A Trilha dos Santos Mártires inicia no local em que os padres jesuítas ingressaram na nossa terra (Passo do Padre – Santo Isidro, São Nicolau) e deram inicio a evangelização do índio guarani com a organização das reduções que foram os primeiros povoados no futuro Rio Grande do Sul. Portanto, aqui nasceu a história de nosso estado, vinculada a coroa espanhola (somente 111 anos depois, em 1737, os portugueses fundaram a cidade de Rio Grande, marcando a presença portuguesa na parte meridional do Brasil).

Foi na região missioneira que nasceu a cultura gaúcha, como o chimarrão, herança legítima do guarani, a criação do gado, introduzida pelos jesuítas em 1634, e em conseqüência o churrasco, prato típico de nossa terra, o cavalo também foi trazido pelos padres da Companhia de Jesus e se tornou companheiro inseparável do gaúcho.

Antes de chegar ao seu final, no Caaró, a Trilha passa pelo sitio arqueológico de São Nicolau, depois na cidade de Pirapó, cruza o rio Ijui e entra nas terras do município de Roque Gonzales, passa pela cruz onde foi abandonado o corpo do mártir João de Castilhos e chega ao santuário de Assunção do Ijui. Dali segue para o Cerro do Inhacurutum, importantes na história da resistência aos padres que foi comandada pelo cacique Nheçu, o qual morava nessa área e não aceitou o novo modelo de vida e a nova religião trazida de além mar.

Foi Nheçu que liderou a ação dos guaranis que resultou na morte dos três padres jesuítas. Após a morte dos padres houve a reação dos índios já catequizados que empreenderam feroz combate aos índios de Nheçu, matando aproximadamente 200 índios liderados pelo demoníaco cacique. Nesses combates os índios fiéis aos padres receberam a ajuda do estancieiro de Corrientes, Manuel Cabral de Alpoim e derrotaram o cacique Nheçu, que acabou desaparecendo, sem que se saiba ao certo o fim que levou, se morto em combate, prisioneiro o se conseguiu fugir pelas águas do Uruguai, rio acima.

Depois de Roque Gonzales, a trilha passa ainda pelo próspero município de São Pedro do Butiá, onde se encontra o imponente Monumento Germânico Missioneiro e segue para o município de Rolador, passando pelo local onde existiu a Redução de Nossa Senhora da Candelária. Do município de Rolador, a trilha segue rumo à cidade de Caibaté em cuja praça central recentemente foi feito um monumento que homenageia os Santos Mártires das Missões e dali segue até o Santuário do Caaró.

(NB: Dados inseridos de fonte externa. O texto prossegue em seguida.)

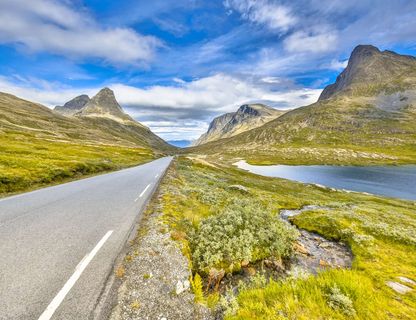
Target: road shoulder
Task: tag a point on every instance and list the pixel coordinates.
(154, 274)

Valorizar o meio ambiente:

A Trilha dos Santos Mártires valoriza o ambiente natural, sendo ela feita em estrada de chão batido e em alguns lugares em trilhas no meio de áreas de matas. Também se sobe no Cerro Inhacurutum, que é o ponto topográfico mais alto de toda a região missioneira. Em todas as paradas nas comunidades para refeições e pernoites, além de se falar na ação evangelizadora dos jesuítas e na história da região, são feitos comentários sobre a importância de valorizar a natureza como meta para melhorar a qualidade de vida da população.